Concetti Chiave
- Vittorino da Feltre abolì i castighi corporali, sostituendoli con punizioni che coinvolgevano la coscienza, enfatizzando la benevolenza del maestro.
- La disciplina e l'insegnamento alla scuola-convitto Cà Zoiosa erano caratterizzati da un equilibrio tra esercizio mentale e attività fisica intensa.
- Vittorino fu pionieristico nel promuovere lo sviluppo armonico di mente e corpo, introducendo attività ginniche e svaghi all'aperto.
- Il suo metodo educativo prevedeva pause dallo studio per ritemprare la mente, alternando l'apprendimento a momenti di svago attivi.
- La religiosità giocava un ruolo cruciale nel suo approccio, con l'obiettivo di formare giovani eruditi e uomini di carattere retto attraverso la pratica religiosa.
Il modello educativo di Vittorino
Un primo tratto significativo che definisce il modello educativo proposto e sperimentato da Vittorino da Feltre è l’eliminazione dei castighi corporali, che erano invece una prassi comune nell’insegnamento dell’epoca. Le punizioni erano riportate all’interiorità della coscienza. I castighi consistevano in sostanza nella perdita della benevolenza o del sorriso del maestro.
Era inesorabile solo con la bestemmia e il turpiloquio, al punto che schiaffeggiò pubblicamente il duca Carlo Gonzaga, che aveva bestemmiato mentre giocava a palla e vale la pena sottolineare che questo rimprovero non ebbe conseguenze negative perché il giovane duca Carlo non conservò nessun astio verso di lui.

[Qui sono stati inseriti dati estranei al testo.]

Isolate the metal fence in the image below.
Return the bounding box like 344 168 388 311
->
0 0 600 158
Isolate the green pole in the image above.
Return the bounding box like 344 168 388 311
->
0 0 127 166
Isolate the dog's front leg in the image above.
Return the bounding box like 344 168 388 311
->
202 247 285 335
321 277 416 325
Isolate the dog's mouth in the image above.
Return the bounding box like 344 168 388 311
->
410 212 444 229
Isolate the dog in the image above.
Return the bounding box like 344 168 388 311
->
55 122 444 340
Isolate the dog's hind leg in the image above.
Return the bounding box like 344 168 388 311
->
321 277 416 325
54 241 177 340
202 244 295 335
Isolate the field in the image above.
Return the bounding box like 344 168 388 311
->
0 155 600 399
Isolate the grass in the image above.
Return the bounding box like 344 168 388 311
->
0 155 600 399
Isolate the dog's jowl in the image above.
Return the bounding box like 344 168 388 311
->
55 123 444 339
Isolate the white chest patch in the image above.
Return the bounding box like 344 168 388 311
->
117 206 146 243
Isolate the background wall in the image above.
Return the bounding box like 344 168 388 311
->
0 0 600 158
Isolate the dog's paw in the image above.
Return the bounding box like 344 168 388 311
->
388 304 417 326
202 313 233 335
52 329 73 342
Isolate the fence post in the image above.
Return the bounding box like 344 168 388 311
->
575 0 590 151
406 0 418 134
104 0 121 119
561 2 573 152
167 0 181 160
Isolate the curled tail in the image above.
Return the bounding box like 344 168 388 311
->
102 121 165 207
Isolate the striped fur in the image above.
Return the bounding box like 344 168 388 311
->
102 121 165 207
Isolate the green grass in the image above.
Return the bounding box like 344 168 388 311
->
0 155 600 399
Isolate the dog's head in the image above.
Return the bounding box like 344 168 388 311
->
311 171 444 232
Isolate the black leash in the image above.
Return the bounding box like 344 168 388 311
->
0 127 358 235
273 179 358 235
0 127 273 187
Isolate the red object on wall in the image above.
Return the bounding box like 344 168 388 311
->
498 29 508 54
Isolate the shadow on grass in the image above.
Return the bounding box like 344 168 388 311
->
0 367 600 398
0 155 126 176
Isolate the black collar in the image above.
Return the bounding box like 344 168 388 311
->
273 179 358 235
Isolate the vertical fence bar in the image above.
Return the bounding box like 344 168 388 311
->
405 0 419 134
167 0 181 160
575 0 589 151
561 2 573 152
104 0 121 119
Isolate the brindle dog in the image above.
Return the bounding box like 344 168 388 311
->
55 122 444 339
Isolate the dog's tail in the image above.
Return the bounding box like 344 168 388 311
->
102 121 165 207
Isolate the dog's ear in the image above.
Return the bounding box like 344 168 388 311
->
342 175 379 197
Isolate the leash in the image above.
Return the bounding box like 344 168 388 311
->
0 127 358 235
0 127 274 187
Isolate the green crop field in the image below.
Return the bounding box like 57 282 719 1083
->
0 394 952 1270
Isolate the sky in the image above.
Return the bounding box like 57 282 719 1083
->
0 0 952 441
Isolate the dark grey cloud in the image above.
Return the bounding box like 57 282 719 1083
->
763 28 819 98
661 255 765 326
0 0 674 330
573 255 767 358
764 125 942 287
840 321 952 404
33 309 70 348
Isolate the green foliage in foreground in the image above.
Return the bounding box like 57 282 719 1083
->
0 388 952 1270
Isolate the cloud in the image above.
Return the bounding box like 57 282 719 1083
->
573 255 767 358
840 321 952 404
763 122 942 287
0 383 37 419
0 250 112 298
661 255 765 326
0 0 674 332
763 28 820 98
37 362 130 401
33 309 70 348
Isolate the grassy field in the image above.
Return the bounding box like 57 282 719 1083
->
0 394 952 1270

Disciplina e armonia tra mente e corpo
Alla scuola-convitto Cà Zoiosa l’insegnamento si basava sulle arti del trivio e del quadrivio, ma era molto curato l’approfondimento di quanto appreso. Le giornate erano scandite per tutti da un lavoro molto intenso in quanto l’esercizio mentale si alternava all’attività fisica. Uno dei meriti più grandi di Vittorino è di essere stato fra i primi a realizzare un tentativo di viluppo armonico della mente e del corpo.
L'importanza della religiosità
Il suo metodo educativo prevedeva che i ragazzi, una volta terminato di studiare, lasciassero da parte lo studio per un bel pò di tempo, di modo che la mente potesse ritemprarsi. Proponeva quindi esercizi ginnici come la lotta, la palla, le escursioni al lago di Garda o sulle Alpi. La scuola prevedeva dei buoni svaghi, ma la disciplina era molto rigida e Vittorino l’otteneva con mezzi semplici, primo fra tutti la religiosità. Il suo obiettivo era di formare giovani eruditi, ma soprattutto futuri uomini dall’animo retto e integro. Alla preparazione scolastica aggiungeva un’intensa pratica religiosa, basata soprattutto sulla Messa e sulla preghiera.
Domande da interrogazione
- Qual è l'approccio di Vittorino da Feltre riguardo ai castighi nell'educazione?
- In che modo Vittorino promuoveva l'armonia tra mente e corpo nella sua scuola?
- Qual è il ruolo della religiosità nel metodo educativo di Vittorino?
Vittorino eliminò i castighi corporali, sostituendoli con punizioni che agivano sull'interiorità della coscienza, come la perdita della benevolenza del maestro, enfatizzando l'importanza del rispetto e della moralità.
Alla scuola-convitto Cà Zoiosa, Vittorino alternava l'insegnamento delle arti del trivio e del quadrivio con attività fisiche intense, cercando di sviluppare un equilibrio armonico tra esercizio mentale e fisico.
La religiosità era fondamentale nel metodo educativo di Vittorino, che integrava la preparazione scolastica con una pratica religiosa intensa, mirata a formare giovani eruditi e uomini di animo retto, attraverso la Messa e la preghiera.